We the undersigned members of the Notre Dame community wish to express our disagreement with the university’s decision to file a lawsuit contesting the Health and Human Services mandate that requires employee health insurance plans to provide no cost birth control coverage to employees. We understand that the university administration believes this lawsuit will advance its Catholic mission and promote freedom of conscience. We too are fully committed to freedom of conscience. However, we believe the philosophical and legal arguments strongly favor compliance with the law. Further we believe Notre Dame would better serve its Catholic mission by focusing on improving campus services for families rather than embroiling itself in a legal challenge.
Although we recognize concerns regarding religious freedom ought to be taken seriously, it remains unclear whether providing access to artificial contraceptives actually would conflict with Catholic belief.

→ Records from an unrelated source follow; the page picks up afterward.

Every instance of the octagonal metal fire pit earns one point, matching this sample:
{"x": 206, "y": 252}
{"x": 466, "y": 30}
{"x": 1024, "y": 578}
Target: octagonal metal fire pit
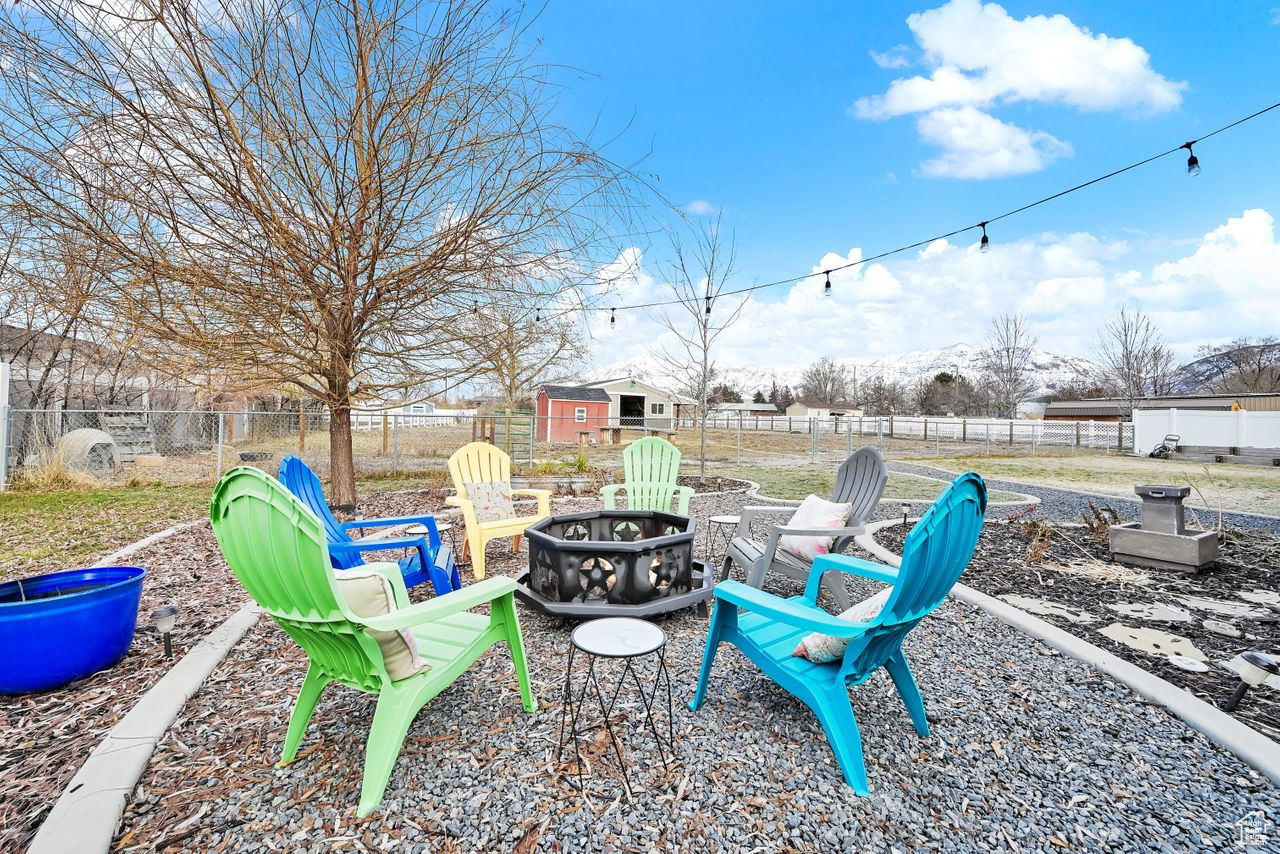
{"x": 613, "y": 562}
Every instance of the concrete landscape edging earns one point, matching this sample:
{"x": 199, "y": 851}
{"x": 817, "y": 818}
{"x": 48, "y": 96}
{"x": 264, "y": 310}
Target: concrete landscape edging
{"x": 86, "y": 814}
{"x": 115, "y": 557}
{"x": 1249, "y": 745}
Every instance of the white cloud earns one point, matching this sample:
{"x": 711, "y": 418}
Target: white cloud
{"x": 1226, "y": 284}
{"x": 895, "y": 58}
{"x": 982, "y": 58}
{"x": 976, "y": 145}
{"x": 982, "y": 55}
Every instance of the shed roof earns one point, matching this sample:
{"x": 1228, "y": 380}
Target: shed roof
{"x": 576, "y": 393}
{"x": 745, "y": 407}
{"x": 814, "y": 403}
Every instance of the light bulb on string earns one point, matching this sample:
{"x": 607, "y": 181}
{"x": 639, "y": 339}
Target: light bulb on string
{"x": 1192, "y": 160}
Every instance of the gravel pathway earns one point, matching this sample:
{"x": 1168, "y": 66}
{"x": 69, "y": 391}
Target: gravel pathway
{"x": 1066, "y": 505}
{"x": 1029, "y": 752}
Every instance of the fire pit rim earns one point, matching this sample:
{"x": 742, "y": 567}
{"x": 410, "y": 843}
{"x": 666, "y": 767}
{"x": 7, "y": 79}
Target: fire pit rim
{"x": 536, "y": 531}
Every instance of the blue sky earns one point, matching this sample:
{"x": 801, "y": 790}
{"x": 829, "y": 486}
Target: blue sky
{"x": 787, "y": 119}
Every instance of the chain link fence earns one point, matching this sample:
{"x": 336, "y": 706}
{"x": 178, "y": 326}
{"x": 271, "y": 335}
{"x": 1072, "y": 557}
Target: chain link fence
{"x": 193, "y": 447}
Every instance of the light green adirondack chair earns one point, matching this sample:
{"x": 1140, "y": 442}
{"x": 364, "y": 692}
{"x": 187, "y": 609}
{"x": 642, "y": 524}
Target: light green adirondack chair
{"x": 649, "y": 469}
{"x": 277, "y": 548}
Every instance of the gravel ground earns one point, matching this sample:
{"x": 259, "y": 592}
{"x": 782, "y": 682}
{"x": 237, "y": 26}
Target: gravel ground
{"x": 1029, "y": 752}
{"x": 1065, "y": 505}
{"x": 1074, "y": 571}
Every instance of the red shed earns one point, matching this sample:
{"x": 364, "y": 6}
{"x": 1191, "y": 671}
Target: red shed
{"x": 563, "y": 411}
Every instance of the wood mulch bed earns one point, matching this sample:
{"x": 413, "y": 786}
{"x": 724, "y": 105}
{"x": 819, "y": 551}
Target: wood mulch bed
{"x": 1070, "y": 565}
{"x": 712, "y": 483}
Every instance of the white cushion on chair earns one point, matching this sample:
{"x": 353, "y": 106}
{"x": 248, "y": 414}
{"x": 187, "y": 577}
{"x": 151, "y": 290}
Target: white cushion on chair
{"x": 492, "y": 499}
{"x": 821, "y": 648}
{"x": 369, "y": 594}
{"x": 814, "y": 512}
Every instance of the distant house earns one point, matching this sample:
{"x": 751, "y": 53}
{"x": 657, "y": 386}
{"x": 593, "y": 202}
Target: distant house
{"x": 563, "y": 411}
{"x": 754, "y": 410}
{"x": 370, "y": 414}
{"x": 1111, "y": 409}
{"x": 632, "y": 402}
{"x": 808, "y": 407}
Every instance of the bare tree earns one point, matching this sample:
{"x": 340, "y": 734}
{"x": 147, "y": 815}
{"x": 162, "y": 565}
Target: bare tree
{"x": 1133, "y": 356}
{"x": 883, "y": 397}
{"x": 1008, "y": 364}
{"x": 522, "y": 348}
{"x": 826, "y": 382}
{"x": 310, "y": 196}
{"x": 698, "y": 278}
{"x": 1242, "y": 365}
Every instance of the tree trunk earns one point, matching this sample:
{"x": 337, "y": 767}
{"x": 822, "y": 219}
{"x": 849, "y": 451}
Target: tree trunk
{"x": 342, "y": 470}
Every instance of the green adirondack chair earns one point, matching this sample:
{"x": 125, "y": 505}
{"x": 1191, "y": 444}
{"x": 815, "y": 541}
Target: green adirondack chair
{"x": 649, "y": 470}
{"x": 278, "y": 551}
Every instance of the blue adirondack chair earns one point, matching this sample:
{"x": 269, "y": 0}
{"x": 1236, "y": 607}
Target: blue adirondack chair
{"x": 430, "y": 561}
{"x": 767, "y": 629}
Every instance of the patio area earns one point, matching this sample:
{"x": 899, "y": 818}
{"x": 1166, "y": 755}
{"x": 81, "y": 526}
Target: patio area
{"x": 1031, "y": 750}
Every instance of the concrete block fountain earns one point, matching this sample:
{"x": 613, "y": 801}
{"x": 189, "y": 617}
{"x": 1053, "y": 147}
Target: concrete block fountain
{"x": 1161, "y": 539}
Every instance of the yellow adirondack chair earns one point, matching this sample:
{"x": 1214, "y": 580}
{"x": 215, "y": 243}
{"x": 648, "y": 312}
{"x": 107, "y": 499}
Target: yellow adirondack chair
{"x": 481, "y": 462}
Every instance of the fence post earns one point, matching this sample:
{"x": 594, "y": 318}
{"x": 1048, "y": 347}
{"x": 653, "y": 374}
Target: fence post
{"x": 4, "y": 425}
{"x": 222, "y": 435}
{"x": 396, "y": 444}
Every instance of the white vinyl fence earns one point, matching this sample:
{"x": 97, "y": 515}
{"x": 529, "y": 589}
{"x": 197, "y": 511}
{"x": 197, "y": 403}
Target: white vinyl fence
{"x": 1240, "y": 429}
{"x": 1102, "y": 435}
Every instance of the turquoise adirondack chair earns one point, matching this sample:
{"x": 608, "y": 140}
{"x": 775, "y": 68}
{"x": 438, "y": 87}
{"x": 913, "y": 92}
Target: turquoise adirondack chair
{"x": 277, "y": 548}
{"x": 432, "y": 560}
{"x": 767, "y": 629}
{"x": 649, "y": 470}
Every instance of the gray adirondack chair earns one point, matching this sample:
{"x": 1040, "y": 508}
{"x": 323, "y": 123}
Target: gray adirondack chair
{"x": 859, "y": 482}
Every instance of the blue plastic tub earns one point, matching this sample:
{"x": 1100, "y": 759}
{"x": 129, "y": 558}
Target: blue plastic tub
{"x": 58, "y": 628}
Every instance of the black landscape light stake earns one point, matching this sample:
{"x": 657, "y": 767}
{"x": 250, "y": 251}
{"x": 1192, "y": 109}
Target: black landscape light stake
{"x": 1256, "y": 670}
{"x": 165, "y": 617}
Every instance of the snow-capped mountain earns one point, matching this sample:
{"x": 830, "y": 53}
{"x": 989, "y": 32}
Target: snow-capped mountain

The students argue that the mandate might not conflict with Catholic teachings at all because of what they call “double effect” which posits that in some cases it is permissible to cause harm in the process of achieving something good under certain conditions. Their argument is that it falls under this umbrella of “double effect” in three ways:
1) The foreseen evil is not intended. (Surely those Catholics who believe artificial contraception use is wrong will not intend that any insured procure it for illicit purposes.)
2) The good effects of the action must not be produced or caused by the foreseen harmful effects. (Complying with the law and providing healthcare to the community would not be caused by any individual’s use of contraceptives for illicit purposes.)
3) The good effects must be sufficiently desirable. (Avoiding a costly lawsuit, avoiding fines, complying with the law, and providing healthcare to the community are certainly desirable.)
The students further argue that religious freedom is not an absolute right but is one that must yield to a “compelling state interest.” And, according to the petition, the HHS mandate “does that by promoting the health of women and children.”
“By requiring its employees to purchase additional insurance or to pay out of pocket, thereby placing a not insignificant financial burden on them, Notre Dame is effectively utilizing indirect coercion and imposing its religious beliefs and practices on its employees,” the petition’s authors write.
In his letter announcing the lawsuit, Notre Dame President Father John Jenkins made clear that the university’s position had nothing to do with coercion. “We believe that, if the Government wishes to provide such services, means are available that do not compel religious organizations to serve as its agents. We do not seek to impose our religious beliefs on others; we simply ask that the Government not impose its values on the University when those values conflict with our religious teachings.”
At the time of publication, the petition had about 90 signatures.